Friday, August 18, 2006


Or, what’s a little more miscellaneous mayhem on the fairway anyway?

By Samantha Tooting-Beck, a happy hide-and-seek, here-and-thereian with a penchant for Master’s of Slow Play, glow-in-the-dark balls, and eliminating the yips!

There’s only one place on earth where birdies and eagles are welcome…and it’s not “Ducks Unlimited”!

It’s high time something was done to liven up the game of golf! Enough with those snotty-nosed sportsmen and their cajoling caddies!! Frankly, the world could do with a few more wedgies, whiffers, and whooshers!

For the benefit of those who think that knocking tiny dimpled balls into prickly bushes, sandboxes, and hidey holes for hours on end is fun, let’s revisit this godforsaken game.

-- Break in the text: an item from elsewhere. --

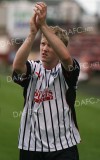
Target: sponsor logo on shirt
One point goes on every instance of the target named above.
(40, 96)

Here are ten things that would make golf more exciting for novice and seasoned players alike.
  1. Golf attire must include a football helmet, red flannelette long johns, and a pair of snowshoes.
  2. There must be five holes with colorful flags to aim for on each putting green.
  3. Each hole shall serve cocktails, finger food, and enthusiastic applause.
  4. Provision for a hot air balloonist to carry players’ clubs and a scuba diver to fetch lost balls from the bottom of ponds.
  5. Tournament-approved baseballs, beach balls, and billiard balls will be used for a minimum of three holes.
  6. One putting green must be played with nothing but a toothpick and a ping-pong ball.
  7. One hole must be played blindfolded.
  8. At least one hole must be played with a croquet ball and mallet.
  9. For extrications from bunkers or sandtraps, players will be provided with stilts and hockey sticks.
  10. On the 19th hole, award the honorary title, Duke/Duchess of Divots, to those who uproot the most grass per square foot during a round of golf.

Remember, the only place in America where the “handicapped” are welcome is on a golf course!